Our patient had major congenital cardiovascular issues associated with TS including ASD, aortic coarctation and ongoing hypertension after coarctation repair. Unfortunately, the critical need for life-long follow-up was not recognized by her pediatric caregivers, and she developed life-threatening complications related to TS, including degeneration of her aortic valve associated with aortic regurgitation and dissection of the ascending aorta, and aneurysm formation at the site of graft insertion into the descending aorta

This patient’s story illustrates critical issues related to congenital heart disease in TS. This disorder is due to complete or partial monosomy for the X-chromosome and occurs in ~1/2500 live female births [3]. TS is the most common cause of congenital heart defects in girls [2]. The most common cardiac anomalies include bicuspid aortic valve, coarctation, atrial and ventricular septal defects, partial anomalous venous connection, left superior vena cava and elongated transverse aortic arch.

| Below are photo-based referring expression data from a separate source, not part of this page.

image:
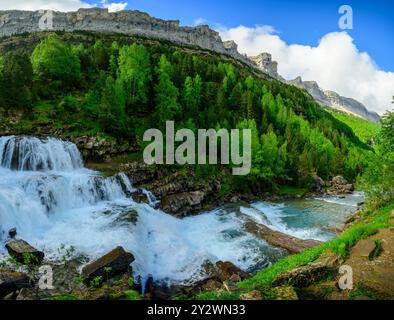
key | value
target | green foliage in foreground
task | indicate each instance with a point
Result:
(119, 89)
(371, 222)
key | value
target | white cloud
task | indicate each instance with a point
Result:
(57, 5)
(335, 63)
(200, 21)
(114, 6)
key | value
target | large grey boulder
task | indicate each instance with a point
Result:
(11, 281)
(24, 253)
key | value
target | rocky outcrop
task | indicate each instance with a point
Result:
(95, 147)
(311, 273)
(114, 263)
(251, 296)
(11, 281)
(317, 185)
(182, 203)
(181, 193)
(341, 185)
(264, 62)
(279, 239)
(286, 293)
(221, 276)
(125, 22)
(141, 24)
(372, 262)
(24, 253)
(334, 100)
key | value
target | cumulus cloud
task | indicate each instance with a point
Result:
(200, 21)
(335, 63)
(57, 5)
(114, 6)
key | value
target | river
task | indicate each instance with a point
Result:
(54, 202)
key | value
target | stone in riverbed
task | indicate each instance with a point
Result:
(112, 264)
(24, 253)
(140, 197)
(301, 277)
(279, 239)
(285, 293)
(251, 296)
(12, 233)
(11, 281)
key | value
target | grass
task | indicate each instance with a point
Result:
(371, 222)
(363, 129)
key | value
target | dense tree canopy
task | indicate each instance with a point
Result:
(122, 89)
(53, 60)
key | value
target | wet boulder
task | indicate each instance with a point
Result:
(24, 253)
(181, 204)
(114, 263)
(327, 264)
(140, 197)
(317, 184)
(12, 233)
(341, 185)
(279, 239)
(11, 281)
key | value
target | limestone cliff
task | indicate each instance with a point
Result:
(125, 22)
(139, 23)
(334, 100)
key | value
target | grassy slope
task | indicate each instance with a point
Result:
(369, 224)
(364, 130)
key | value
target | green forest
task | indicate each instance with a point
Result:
(94, 85)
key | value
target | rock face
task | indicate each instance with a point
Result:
(182, 203)
(265, 63)
(341, 185)
(251, 296)
(94, 147)
(317, 184)
(114, 263)
(181, 193)
(125, 22)
(24, 253)
(372, 261)
(334, 100)
(221, 276)
(309, 274)
(141, 24)
(11, 281)
(278, 239)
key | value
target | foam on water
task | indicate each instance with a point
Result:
(53, 201)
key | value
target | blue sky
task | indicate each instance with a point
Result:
(302, 22)
(303, 36)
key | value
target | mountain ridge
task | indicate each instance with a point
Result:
(130, 22)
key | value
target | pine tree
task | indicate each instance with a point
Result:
(167, 107)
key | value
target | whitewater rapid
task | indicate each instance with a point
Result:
(54, 202)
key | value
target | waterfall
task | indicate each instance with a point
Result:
(33, 154)
(53, 201)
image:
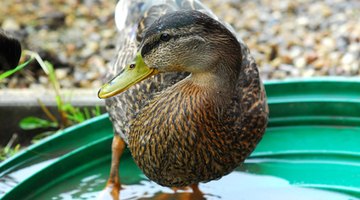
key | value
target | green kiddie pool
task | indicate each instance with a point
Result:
(311, 150)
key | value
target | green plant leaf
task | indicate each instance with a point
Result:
(12, 71)
(30, 123)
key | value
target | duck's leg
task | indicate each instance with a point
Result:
(113, 184)
(196, 194)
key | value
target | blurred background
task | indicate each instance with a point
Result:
(301, 38)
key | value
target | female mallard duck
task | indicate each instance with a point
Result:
(182, 130)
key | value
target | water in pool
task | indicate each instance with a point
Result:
(239, 185)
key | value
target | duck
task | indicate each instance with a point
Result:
(190, 104)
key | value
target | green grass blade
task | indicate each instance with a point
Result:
(12, 71)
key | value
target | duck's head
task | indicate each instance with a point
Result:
(182, 41)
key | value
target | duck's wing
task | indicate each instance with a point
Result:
(132, 18)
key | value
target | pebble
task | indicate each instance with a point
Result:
(287, 38)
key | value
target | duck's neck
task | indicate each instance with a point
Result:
(222, 78)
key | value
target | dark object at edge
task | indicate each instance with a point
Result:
(10, 51)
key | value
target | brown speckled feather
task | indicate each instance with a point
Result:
(190, 133)
(180, 134)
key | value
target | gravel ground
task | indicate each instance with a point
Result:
(288, 38)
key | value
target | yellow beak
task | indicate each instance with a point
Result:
(129, 76)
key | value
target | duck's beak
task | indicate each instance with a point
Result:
(130, 75)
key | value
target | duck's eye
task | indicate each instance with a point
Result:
(165, 37)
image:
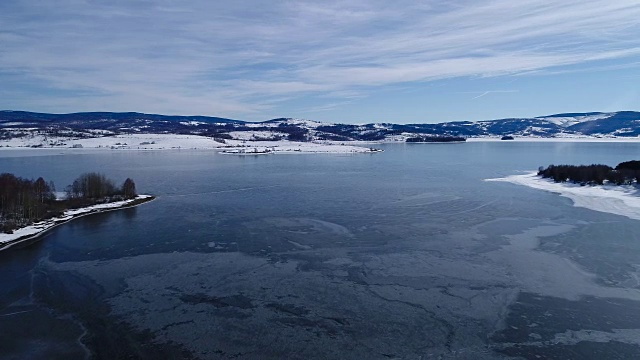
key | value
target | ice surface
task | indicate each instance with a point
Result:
(619, 200)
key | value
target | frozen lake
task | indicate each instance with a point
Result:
(401, 254)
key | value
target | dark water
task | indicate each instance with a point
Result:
(403, 254)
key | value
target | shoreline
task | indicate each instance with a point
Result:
(34, 231)
(623, 200)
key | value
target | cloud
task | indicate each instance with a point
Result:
(240, 59)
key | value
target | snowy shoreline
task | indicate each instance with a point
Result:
(179, 142)
(621, 200)
(36, 230)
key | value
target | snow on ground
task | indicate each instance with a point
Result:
(252, 135)
(572, 120)
(171, 141)
(292, 147)
(42, 226)
(563, 138)
(619, 200)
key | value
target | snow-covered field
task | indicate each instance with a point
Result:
(34, 230)
(171, 141)
(619, 200)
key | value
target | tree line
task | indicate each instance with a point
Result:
(25, 201)
(625, 173)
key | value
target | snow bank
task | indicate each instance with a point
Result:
(619, 200)
(173, 141)
(35, 229)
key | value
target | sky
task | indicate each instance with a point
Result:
(346, 61)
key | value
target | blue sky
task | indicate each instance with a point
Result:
(336, 61)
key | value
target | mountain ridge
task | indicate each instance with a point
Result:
(588, 124)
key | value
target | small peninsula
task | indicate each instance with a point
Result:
(28, 208)
(435, 139)
(625, 173)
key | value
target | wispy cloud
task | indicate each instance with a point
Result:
(237, 59)
(487, 92)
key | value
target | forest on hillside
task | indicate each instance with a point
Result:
(25, 201)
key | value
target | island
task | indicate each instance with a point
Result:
(596, 187)
(625, 173)
(435, 139)
(29, 208)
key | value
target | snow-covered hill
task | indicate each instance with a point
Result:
(50, 129)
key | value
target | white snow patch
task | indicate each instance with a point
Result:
(618, 200)
(42, 226)
(572, 120)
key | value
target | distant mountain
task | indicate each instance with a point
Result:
(593, 124)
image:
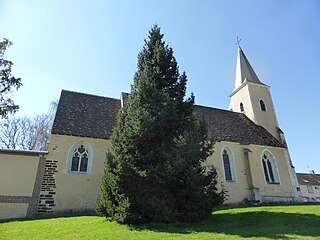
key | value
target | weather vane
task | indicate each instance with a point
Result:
(238, 41)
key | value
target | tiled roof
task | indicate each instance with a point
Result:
(308, 179)
(87, 115)
(80, 114)
(224, 125)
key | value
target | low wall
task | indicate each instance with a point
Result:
(21, 174)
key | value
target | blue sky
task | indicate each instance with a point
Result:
(91, 46)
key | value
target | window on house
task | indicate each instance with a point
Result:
(228, 165)
(270, 169)
(79, 158)
(310, 189)
(262, 106)
(241, 107)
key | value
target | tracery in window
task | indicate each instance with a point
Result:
(241, 107)
(228, 164)
(79, 158)
(270, 168)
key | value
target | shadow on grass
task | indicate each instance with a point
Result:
(50, 216)
(253, 224)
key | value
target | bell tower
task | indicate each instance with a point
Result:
(252, 97)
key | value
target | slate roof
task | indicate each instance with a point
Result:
(80, 114)
(308, 179)
(244, 71)
(85, 115)
(224, 125)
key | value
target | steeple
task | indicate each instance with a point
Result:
(251, 97)
(244, 71)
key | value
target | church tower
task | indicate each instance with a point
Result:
(252, 97)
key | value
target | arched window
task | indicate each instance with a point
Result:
(262, 106)
(79, 158)
(270, 168)
(228, 165)
(241, 107)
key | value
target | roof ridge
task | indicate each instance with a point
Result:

Of these, ascending aortic dilation is the most common and has been noted in 15–30% of TS patients. [2] This diagnosis was not considered by the cardiology teams at two centers involved in her care, perhaps because she lacks the neck webbing and facial dysmorphism emphasized in early reports [4]. However, these features are found in few TS patients diagnosed in the modern era. Short stature and primary ovarian failure are much more common, but usually not obvious until mid-late teens (as in our patient). Thus, we recommend that physicians consider karyotype testing for all girls with aortic coarctation or aortic valve abnormality.

This young woman did not have any symptoms related to hypertension, hypothyroidism or her aortic disease. She, her family, and her physicians were unaware of the importance of continued medical treatment and surveillance for potential aortic complications [5]. Making this diagnosis of Turner syndrome with cardiac involvement should alert the health care team, patient and family that life-long medical follow-up with cardiovascular imaging is essential to prevent potentially catastrophic complications related to the underlying aortopathy in TS [1]. Screening for aortic valve disfunction and/or aortic dilation should be initiated at six month after surgical correction and continued at annual or biennial intervals if the aortic size is stable. Cardiac magnetic resonance and transthoracic echocardiography are the primary screening tools to avoid radiation risks for patients and promote comprehensive care with early intervention as needed. It is important that pediatricians should transition care of these complex patients to adult congenital cardiology centers to provide expert continuing care. Often times, patients’ families and care providers may underestimate the risk of future complications after surgical correction of congenital defects. Failure to investigate for long-term complications may lead to life threatening situations, as in our patient. This report illustrates the point that guidelines for management of adults with congenital heart disease should include imaging in asymptomatic patients and life-long follow-up.